季致宇手中拿着很显眼的戒指盒子,可等他看到阮青棠时,却慌忙将那戒指盒子塞进了自己口袋。
随后他走过来,像什么也没发生般,关切扶着阮青棠:“你脸色怎么这么苍白,哪里不舒服?”
阮青棠抬眼看向这个自己曾经最爱的男人,他眼里还着熟悉的关心,可她不知道,这关心到底代表什么?
是愧疚还是爱?
“要是我死了,你真的还会心疼吗?”
阮青棠话落,季致宇立刻蹙眉,不赞同道:“别说气话,快跟我回去。”
“一家人有什么结是打不开的?”
阮青棠没有力气挣扎,一路被拉到了孙梦瑶病房外,两人刚一停下,就听里面孙梦瑶在说——
“妈,我和致宇的婚礼,青棠姐会来参加吗?”
第7章
阮青棠踉跄一步,嘭的撞进季致宇的怀抱。
她被针刺了挺直腰站稳,红着眼回头,死死盯着季致宇:“你带我来这,就是通知我,你要和孙梦瑶结婚了?”
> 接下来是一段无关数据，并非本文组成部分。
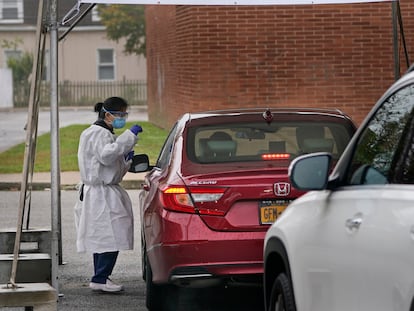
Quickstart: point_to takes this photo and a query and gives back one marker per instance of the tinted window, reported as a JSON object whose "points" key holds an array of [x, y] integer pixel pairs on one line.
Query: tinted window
{"points": [[385, 150], [259, 141]]}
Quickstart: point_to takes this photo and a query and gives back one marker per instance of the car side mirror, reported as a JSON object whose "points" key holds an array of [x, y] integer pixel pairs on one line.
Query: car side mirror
{"points": [[311, 171], [140, 163]]}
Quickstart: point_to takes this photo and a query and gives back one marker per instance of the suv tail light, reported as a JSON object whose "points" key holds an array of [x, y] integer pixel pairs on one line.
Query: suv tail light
{"points": [[182, 199]]}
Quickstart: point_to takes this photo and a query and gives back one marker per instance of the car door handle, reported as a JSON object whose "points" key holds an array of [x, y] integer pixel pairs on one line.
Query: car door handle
{"points": [[354, 222]]}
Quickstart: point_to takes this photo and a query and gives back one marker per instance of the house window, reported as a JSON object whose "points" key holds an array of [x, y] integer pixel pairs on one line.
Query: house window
{"points": [[11, 11], [8, 54], [106, 64], [95, 14]]}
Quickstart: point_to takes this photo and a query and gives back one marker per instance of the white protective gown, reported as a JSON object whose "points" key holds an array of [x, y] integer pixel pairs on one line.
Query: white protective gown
{"points": [[104, 219]]}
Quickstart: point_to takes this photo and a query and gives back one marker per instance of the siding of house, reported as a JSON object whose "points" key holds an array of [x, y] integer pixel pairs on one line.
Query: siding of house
{"points": [[77, 53], [337, 56]]}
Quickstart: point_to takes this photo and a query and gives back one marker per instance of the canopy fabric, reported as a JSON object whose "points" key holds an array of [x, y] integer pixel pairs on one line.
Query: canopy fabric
{"points": [[231, 2]]}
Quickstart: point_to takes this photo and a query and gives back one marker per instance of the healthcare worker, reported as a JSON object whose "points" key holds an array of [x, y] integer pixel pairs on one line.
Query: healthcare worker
{"points": [[103, 213]]}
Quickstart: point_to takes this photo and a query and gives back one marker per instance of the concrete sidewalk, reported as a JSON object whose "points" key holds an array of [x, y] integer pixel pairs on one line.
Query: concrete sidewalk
{"points": [[68, 181]]}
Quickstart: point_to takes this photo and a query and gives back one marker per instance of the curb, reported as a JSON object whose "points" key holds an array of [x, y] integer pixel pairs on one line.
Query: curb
{"points": [[41, 186]]}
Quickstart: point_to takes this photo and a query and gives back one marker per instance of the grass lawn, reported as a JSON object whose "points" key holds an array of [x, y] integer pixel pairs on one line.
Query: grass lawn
{"points": [[11, 160]]}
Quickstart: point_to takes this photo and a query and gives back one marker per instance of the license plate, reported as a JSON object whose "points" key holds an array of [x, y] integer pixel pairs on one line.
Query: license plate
{"points": [[270, 210]]}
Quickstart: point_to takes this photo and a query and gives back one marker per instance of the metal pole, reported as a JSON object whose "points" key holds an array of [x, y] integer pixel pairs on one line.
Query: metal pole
{"points": [[394, 12], [54, 143]]}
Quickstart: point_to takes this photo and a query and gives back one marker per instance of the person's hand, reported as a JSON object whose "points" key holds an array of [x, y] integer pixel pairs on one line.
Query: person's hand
{"points": [[129, 155], [136, 129]]}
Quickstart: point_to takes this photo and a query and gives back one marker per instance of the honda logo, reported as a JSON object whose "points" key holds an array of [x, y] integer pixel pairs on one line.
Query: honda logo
{"points": [[282, 189]]}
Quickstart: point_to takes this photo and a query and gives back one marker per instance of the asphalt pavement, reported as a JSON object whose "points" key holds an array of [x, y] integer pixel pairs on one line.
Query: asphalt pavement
{"points": [[76, 269]]}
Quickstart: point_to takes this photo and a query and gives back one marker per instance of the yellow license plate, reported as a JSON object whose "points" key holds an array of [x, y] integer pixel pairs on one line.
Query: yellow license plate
{"points": [[269, 211]]}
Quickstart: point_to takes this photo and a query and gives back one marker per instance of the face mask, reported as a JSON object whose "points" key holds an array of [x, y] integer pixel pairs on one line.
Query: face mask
{"points": [[118, 123]]}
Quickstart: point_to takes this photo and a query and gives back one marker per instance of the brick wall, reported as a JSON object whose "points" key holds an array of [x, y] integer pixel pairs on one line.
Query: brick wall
{"points": [[215, 57]]}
季致宇张嘴,刚要说话,就见病床上的孙梦瑶慌忙跑出来,挡在季致宇面前,可怜楚楚要求:“青棠姐,你别怪致宇哥,是我想要试试嫁人的感觉……”
“你能不能来参加我们的婚礼?就当是给我的生日礼物。”
“你放心,等我尝过婚礼的甜蜜滋味之后,我就再也不缠着致宇哥了,我知道致宇哥自始至终只爱你,我不会和你抢他的!”
阮青棠只冷漠盯着季致宇,开口:“所以,刚刚你手里拿的那戒指,是给她的?”
被她清冷的目光盯着,季致宇忽得有些心慌:“青棠你别当真,这只是一场有名无实的婚礼,你——”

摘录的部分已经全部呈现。